From a timing point of view, for Maurizio it seems to be a very fortuitous time to having already assimilated that many prospective mining concession groups during some rough times for the mining industry after the 2011 highs in the POG. From an industry point of view, the elephant in the room has been and still is the LACK OF NEW DISCOVERIES and the dwindling supply of Mineral Reserves/Mineral Resources (MR/MR) on the balance sheets of the majors and mid-tiers. This fact plus the recent surge in the POG have not only increased the chances for this large group of “Maurizio concession groups” to be ECONOMIC but also in demand by the larger mining groups in need of growing by acquisition after shutting down many of their in-house exploration efforts. The majors now feature a lot of cash in the coffers and big fat share prices with which to do deals.
Maurizio appears to be acting in the context of a “prospect generator”. These are the players with some regional expertise (for Maurizio it’s in Chile and Peru) that do the due diligence on prospects and advance the projects to a certain level of development at which it becomes wise to bring in partners with money and/or expertise if the “prospect generator” is not in a position to advance the project by himself.
What we don’t know is if Maurizio is already in bed with a certain major and/or mid-tier for whom he is acting in an “agency” capacity. This is often carried out by certain majors/mid-tiers taking wishing to remain anonymous taking “options” in a concession group. A recent filing by Auryn cited a “related party” that was holding a mining option that picked up the tab for the annual taxes on the ADL concessions but didn’t want to get paid back.

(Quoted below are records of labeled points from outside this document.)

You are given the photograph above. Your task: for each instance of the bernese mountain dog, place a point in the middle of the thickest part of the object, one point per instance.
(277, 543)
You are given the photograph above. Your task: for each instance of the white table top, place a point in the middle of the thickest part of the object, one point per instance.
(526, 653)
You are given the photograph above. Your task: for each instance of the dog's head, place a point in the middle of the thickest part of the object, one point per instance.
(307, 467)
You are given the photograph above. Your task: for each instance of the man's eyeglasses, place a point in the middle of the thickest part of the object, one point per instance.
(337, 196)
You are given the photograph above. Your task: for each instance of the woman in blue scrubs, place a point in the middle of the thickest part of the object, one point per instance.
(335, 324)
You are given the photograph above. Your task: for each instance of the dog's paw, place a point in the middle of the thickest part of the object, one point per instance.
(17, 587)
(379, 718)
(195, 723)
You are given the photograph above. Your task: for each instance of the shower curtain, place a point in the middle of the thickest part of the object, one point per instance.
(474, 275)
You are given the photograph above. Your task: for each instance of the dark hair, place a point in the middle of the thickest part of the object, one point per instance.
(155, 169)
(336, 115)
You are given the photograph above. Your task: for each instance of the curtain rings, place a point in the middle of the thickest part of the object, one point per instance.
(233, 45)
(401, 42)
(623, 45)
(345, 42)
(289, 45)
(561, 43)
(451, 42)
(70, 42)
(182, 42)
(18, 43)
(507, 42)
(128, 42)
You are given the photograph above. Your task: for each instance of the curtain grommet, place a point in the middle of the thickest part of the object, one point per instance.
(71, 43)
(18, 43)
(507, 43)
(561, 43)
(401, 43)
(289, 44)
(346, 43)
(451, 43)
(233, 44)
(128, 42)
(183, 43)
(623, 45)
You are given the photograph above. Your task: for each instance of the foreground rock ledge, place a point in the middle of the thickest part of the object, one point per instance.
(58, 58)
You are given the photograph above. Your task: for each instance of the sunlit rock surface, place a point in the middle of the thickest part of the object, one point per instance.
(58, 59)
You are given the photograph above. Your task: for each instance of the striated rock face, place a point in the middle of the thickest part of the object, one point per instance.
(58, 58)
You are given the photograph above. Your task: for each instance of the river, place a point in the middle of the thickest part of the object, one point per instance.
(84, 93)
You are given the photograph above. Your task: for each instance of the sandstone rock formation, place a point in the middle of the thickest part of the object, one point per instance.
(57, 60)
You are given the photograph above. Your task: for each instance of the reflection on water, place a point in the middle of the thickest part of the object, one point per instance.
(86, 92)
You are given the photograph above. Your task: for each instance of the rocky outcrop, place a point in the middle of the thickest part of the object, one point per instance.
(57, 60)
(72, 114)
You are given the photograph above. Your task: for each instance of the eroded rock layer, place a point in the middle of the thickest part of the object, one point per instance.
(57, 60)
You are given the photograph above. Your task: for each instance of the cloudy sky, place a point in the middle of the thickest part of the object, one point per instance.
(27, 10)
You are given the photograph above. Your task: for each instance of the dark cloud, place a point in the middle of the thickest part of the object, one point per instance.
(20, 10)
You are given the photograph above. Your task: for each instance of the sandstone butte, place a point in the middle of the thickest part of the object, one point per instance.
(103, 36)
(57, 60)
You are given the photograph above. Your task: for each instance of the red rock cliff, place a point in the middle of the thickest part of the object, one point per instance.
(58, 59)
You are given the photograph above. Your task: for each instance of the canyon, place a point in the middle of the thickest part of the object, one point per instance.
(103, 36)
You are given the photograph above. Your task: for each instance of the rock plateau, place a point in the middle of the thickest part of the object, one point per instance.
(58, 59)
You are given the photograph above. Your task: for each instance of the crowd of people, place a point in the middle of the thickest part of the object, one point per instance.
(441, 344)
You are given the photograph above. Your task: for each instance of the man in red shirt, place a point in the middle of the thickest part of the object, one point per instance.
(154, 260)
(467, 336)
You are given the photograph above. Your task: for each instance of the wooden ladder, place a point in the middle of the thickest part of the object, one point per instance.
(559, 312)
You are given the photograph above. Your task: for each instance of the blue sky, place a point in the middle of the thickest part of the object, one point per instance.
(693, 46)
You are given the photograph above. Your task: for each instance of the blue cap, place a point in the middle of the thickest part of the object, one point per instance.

In the past “AHC” or “Auryn Holding Corp.” used to advance funds but if I recall correctly, they always wanted to get paid back and they were not necessarily “option holders”. Does this mystery party pay partly for this “option” they have by picking up the tab on the annual taxes/”patentes” for all of the ADL’s annual taxes? From a disclosure point of view, management has to disclose “related party transactions” for arrangements made “not at arm’s length”. I’m not suggesting that there is a powerful party already “in bed” with AUMC but I did find that disclosure of interest.
A PERSONAL EXPERIENCE
I’m big into the mining and precious metals sector. Recently my holdings in the precious metals ETFs (GLD and SLV) went on a tear and I finally said enough already, I’m happy with my profits so I’m going to cash in on them and I did. Like a mining/precious metals junkie I started looking around for bargains in the sector. There weren’t any that fit my desires. Everything had already moved up in price.
I then did some more deep digging while hunting for viable prospects that had not moved up strongly already. As you might suspect, I looked at Medinah and the fact that it was down 99.7% from its previous high. Of course, I couldn’t help but buy a bunch more. Then I thought about how to locate juniors with viable prospects that were contained in some type of mutual fund or ETF BUT THAT HAD NOT ALREADY GONE NUTS IN PRICE. There’s no such thing. How about Masglas? There exists a pooling of about 20-plus prospects all held under one roof. It hadn’t gone nuts already because it was privately held. Then somebody brought it to my attention that their website said that they are about to go public by year’s end.
I think that Barrick’s CEO Mark Bristow hit the nail on the head when he said, “The prospects for a serious reserve crisis is looming”. This defines the sweet spot for investing in the mining industry for the next several years. The focus will be on near term gold producers THAT HAVEN’T ALREADY MOVED UP IN SHARE PRICE WITH THE CURRENT BREAKOUT IN THE PRICE OF GOLD.